German captive freed in Afghanistan

KABUL, Afghanistan – Four suspected kidnappers were captured Monday as Afghan police freed a German aid worker who had been snatched from a restaurant while she ate with her husband, officials said.Hundreds of police freed the 31-year-old woman in a raid after midnight in western Kabul, not far from the area where she was taken captive on Saturday, said Interior Ministry spokesman Zemerai Bashary.

He said authorities arrested and are interrogating “four suspects who are directly involved in this case.” He said more than 300 police took part in the operation.

Police are searching for other accomplices, Bashary said.

Preliminary investigations indicate that it was a criminal gang — and not Islamic insurgents — who carried out the kidnapping, and that they demanded $1 million for the woman’s release.

A video broadcast Sunday said the kidnappers were demanding a prisoner swap.

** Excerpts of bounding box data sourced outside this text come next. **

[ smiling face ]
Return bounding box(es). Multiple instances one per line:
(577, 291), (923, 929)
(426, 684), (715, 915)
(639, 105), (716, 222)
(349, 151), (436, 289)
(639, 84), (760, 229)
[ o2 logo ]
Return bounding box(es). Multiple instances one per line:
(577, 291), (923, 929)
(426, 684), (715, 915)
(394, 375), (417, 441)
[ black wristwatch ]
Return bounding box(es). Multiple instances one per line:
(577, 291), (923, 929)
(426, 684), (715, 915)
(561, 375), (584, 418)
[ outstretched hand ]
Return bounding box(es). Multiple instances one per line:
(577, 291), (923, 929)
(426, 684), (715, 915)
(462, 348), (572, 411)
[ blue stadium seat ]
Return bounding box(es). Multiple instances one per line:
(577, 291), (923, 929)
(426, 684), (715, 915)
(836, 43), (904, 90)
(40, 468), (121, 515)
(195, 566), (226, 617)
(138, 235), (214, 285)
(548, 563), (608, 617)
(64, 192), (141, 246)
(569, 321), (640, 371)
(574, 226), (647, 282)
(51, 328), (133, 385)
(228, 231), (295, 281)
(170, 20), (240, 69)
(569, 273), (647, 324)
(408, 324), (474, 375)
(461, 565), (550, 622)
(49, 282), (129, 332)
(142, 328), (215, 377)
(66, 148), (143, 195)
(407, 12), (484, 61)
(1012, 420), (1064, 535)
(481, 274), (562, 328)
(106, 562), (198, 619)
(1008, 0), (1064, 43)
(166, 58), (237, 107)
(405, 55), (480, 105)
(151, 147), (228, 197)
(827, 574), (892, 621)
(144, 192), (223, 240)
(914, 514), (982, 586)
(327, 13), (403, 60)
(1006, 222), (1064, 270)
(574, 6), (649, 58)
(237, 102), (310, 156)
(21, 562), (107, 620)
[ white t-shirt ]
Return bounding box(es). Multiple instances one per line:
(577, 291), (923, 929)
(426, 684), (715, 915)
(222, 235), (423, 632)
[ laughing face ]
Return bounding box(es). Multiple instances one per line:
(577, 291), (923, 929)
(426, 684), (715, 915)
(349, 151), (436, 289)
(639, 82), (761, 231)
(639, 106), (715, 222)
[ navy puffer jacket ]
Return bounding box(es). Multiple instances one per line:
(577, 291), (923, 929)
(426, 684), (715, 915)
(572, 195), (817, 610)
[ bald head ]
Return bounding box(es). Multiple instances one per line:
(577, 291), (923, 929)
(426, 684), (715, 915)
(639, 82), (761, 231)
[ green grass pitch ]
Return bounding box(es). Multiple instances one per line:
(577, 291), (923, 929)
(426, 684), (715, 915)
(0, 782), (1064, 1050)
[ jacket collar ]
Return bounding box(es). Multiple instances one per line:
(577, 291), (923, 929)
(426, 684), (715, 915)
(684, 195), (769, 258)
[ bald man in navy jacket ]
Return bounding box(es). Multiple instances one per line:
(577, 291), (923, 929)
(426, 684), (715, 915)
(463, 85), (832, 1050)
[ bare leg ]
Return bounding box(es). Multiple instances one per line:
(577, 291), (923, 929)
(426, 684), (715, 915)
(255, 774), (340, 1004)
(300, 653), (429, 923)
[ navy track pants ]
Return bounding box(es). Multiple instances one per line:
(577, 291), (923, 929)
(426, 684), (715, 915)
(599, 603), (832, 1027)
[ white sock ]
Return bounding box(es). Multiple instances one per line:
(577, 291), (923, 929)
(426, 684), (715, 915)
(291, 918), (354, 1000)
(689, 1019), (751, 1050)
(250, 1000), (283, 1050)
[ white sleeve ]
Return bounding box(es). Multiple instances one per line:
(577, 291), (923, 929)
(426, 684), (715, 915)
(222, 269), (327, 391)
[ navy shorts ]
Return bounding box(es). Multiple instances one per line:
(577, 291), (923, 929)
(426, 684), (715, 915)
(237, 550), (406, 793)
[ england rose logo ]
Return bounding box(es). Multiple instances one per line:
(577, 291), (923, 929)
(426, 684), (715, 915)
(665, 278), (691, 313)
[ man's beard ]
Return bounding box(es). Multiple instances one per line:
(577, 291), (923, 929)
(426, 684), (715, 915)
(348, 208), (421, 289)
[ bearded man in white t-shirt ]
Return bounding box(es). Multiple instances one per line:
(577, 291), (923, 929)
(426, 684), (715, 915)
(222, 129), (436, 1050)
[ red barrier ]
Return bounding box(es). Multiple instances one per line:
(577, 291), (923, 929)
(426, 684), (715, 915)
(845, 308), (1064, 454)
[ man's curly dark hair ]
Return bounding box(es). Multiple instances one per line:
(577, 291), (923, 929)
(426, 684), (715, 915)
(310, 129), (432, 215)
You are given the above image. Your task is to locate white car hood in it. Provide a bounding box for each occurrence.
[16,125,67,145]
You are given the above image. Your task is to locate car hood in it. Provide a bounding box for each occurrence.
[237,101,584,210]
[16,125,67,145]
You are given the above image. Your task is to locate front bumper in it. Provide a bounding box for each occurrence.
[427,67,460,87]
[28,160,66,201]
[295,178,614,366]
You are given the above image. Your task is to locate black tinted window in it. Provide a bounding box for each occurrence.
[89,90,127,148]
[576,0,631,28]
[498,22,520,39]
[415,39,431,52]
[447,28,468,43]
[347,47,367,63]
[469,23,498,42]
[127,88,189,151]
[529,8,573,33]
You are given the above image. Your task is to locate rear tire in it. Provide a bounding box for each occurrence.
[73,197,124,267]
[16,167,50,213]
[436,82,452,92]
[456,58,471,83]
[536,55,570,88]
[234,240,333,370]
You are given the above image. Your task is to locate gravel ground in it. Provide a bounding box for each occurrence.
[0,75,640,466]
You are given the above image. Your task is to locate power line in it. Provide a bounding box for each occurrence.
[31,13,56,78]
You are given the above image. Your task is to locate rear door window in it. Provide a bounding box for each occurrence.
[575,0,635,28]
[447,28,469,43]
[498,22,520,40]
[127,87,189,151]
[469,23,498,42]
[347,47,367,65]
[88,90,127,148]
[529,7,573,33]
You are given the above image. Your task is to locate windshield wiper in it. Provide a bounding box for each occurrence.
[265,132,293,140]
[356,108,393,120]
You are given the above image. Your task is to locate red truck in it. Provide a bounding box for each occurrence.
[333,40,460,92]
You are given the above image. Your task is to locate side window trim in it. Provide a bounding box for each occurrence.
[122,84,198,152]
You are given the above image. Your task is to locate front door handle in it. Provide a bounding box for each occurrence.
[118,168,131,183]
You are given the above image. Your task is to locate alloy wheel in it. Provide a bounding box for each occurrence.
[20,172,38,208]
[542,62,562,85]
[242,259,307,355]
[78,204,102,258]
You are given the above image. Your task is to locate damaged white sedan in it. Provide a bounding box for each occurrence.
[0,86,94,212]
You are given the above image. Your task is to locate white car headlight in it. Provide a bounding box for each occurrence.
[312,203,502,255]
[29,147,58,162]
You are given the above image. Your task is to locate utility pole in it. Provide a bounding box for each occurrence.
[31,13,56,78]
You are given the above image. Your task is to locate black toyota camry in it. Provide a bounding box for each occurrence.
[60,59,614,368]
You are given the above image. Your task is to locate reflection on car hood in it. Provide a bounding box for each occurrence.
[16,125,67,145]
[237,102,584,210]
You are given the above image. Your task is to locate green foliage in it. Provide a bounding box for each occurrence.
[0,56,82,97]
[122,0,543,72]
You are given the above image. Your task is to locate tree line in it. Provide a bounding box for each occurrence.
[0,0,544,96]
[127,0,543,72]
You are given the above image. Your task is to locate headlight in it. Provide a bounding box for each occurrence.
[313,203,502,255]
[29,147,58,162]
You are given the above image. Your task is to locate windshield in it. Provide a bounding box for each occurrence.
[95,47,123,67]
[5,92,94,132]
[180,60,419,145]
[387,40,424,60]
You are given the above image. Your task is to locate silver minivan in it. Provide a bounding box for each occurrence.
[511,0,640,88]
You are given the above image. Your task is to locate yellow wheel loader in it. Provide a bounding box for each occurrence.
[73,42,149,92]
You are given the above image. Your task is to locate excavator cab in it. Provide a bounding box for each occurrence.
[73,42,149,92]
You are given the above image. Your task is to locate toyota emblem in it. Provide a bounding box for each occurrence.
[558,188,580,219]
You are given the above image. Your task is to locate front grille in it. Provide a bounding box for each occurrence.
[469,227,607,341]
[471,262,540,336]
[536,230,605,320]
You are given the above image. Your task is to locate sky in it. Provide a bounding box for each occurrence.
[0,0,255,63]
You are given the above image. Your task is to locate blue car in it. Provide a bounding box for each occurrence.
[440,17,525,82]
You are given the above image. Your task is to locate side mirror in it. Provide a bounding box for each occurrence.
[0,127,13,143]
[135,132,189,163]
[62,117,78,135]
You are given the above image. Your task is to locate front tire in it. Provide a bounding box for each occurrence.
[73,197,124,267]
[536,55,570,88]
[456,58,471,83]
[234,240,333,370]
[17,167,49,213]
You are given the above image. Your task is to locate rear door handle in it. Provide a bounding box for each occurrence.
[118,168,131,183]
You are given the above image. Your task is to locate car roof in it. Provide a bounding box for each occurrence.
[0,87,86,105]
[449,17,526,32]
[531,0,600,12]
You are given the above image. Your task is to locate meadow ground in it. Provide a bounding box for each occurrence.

Amrullah Saleh, the head of the Afghan intelligence service, said the leader of the criminal gang had been freed from a northern Afghan prison two months earlier.

Saleh and Interior Minister Zarar Ahmad Muqbal oversaw the operation, which involved police and intelligence officers.

A spokeswoman for Germany’s Foreign Ministry in Berlin confirmed the woman was “in safety at the German Embassy” in Kabul. She declined to give any further details.

Earlier in the day, the captive, who identified herself as Christina Meier, appeared on a video broadcast by a local television station.

Meier, who worked for the Germany-based Christian organization Ora International in Kabul, was taken by four men who pulled up to the restaurant in a gray Toyota Corolla. One went inside and asked to order a pizza, two others waited outside the restaurant, and a third remained in the car, intelligence officials investigating the incident said.

The man in the restaurant pulled out a pistol, walked up to a table where Meier was sitting with her husband and took her, the officials said on customary condition of anonymity. The husband was not abducted.

Police spotted the speeding car and opened fire, but hit a nearby taxi and killed its driver.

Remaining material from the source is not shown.